凌藍根本無心去看,一心只想求證男子的話,緊緊地攥緊手心,長袖掩下了手裡的東西。
「告訴我,你剛才說的是真的嗎?」
聽到來自身後的聲音,駱宇承轉過身,看著淚眼朦朧的凌藍十分疑惑,「皇后娘娘!」她怎麼會在這?餘光瞟過賢妃,後者事不關己的挪開視線。
凌藍也是一驚,沒想到那個令她眼熟的男子竟是駱宇承,「告訴我,你剛才說的是不是真的?如月姐她怎麼了?怎麼了?」
駱宇承一聽,全明白了,那女子居然與凌藍關係匪淺,顯然他被賢妃當槍使了。
「皇后娘娘,你先冷靜點!」
「冷靜?你讓我怎麼冷靜?」凌藍伸出手想要抓住他,長袖下的手一伸出,一把鋒利的匕首露了出來。
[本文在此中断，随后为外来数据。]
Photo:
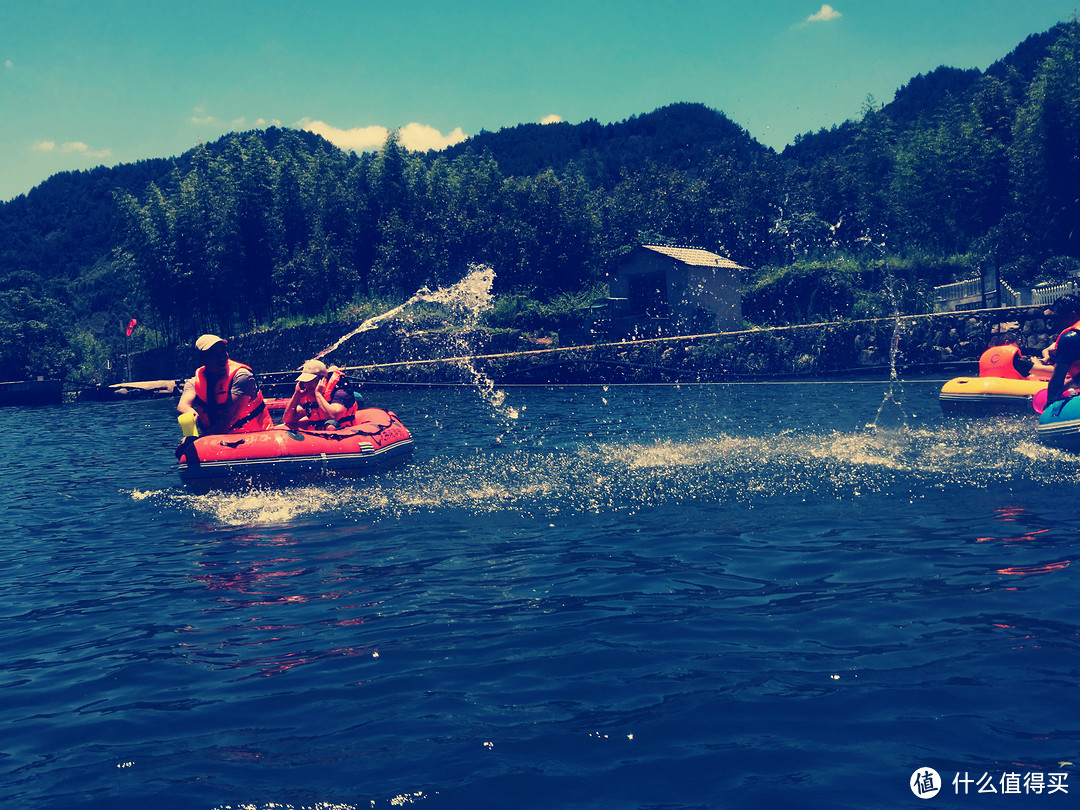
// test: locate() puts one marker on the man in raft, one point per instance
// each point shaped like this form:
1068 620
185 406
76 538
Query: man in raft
224 394
1066 350
324 396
她腦子呆滯了片刻,舉起匕首對準駱宇承,「告訴我,她怎麼樣了?告訴我。」
「皇后娘娘……」駱宇承看著她手中的匕首,見她情緒如此激動,壓根不知說什麼好。
「駱統領,皇后姐姐想知道,你就實說了吧!莫非剛才你對本宮說的不是真話?」賢妃說得雲淡風輕,只是嘴角的一絲笑洩了她的底。
那是想殺人滅口的表情。
駱宇承狠下心說道,「死了,她死了。」
「不,這不是真的,不是真的。」凌藍搖著頭大喊一聲,手緊緊一握,想為如月姐報仇,偏偏又下不了手。
賢妃眸光一轉朝凌藍身後的小芸使了個眼色,小芸暗中在她手上加了把勁,鋒利的匕首瞬間沒入了駱宇承的胸膛。
鮮紅的血順著手柄流到凌藍手上,她嚇得往後跳開一步,順手拔出了匕首,血蜂擁而出。駱宇承摀住胸口,血還是不停地從指縫間流出。
凌藍嚇傻了,『鐺—』地一聲,匕首落在地上。
緊接著,周圍跑出好幾名宮女,「殺人了,皇后娘娘殺人了……」
「殺人了,殺人了!」幾名宮女大喊著跑出『瑤華宮』。
小醉聽見喊聲,迅速跑了進來,「娘娘,娘娘,怎麼了?發生什麼事了?」小醉使勁地搖晃著她。
她慢慢醒悟過來,一把推開小醉,跑到駱宇承身邊扶起他,「傳太醫,快傳太醫!」血染紅了她的衣裳,灼傷了她的眼。淚水不停地往下流,「對不起,對不起,我不想殺你的,對不起。」
她按住他的傷口,拚命的道歉,「你撐著,太醫很快就來了,你堅持住。」
駱宇承倒在地上,困難得張口說話,可再難發出聲音。
凌藍趕緊貼近耳朵,聽他說些什麼。
「她……她……沒……死。」
「別,別再說話了,堅持住,太醫就來了。」好半天她才找回自己的聲音。
「太醫,太醫呢?太醫在哪兒?」
「發生什麼事了?」鬧出這麼大的事,南宮昊天趕來了,一眼就看見了渾身是血的駱宇承。
「誰來告訴朕發生了什麼?」
「太醫,叫太醫過來。」凌藍衝著南宮昊天喊道,她怕駱宇承撐不住了。
這時,太醫急急忙忙地來了,南宮昊天提著太醫走到駱宇承面前。
「朕不許他有任何意外。」
其他太醫繼續趕來了,賢妃命人快速打掃一間空房,搶救治療。
南宮昊天陰鷙著臉冷冷道,「說,發生了什麼事,誰傷了宇承?」
凌藍滿身是血,擔心著駱宇承的安危,面對南宮昊天一個字也說不出來。
「你說。」南宮昊天轉過目光落在賢妃身上,命令道。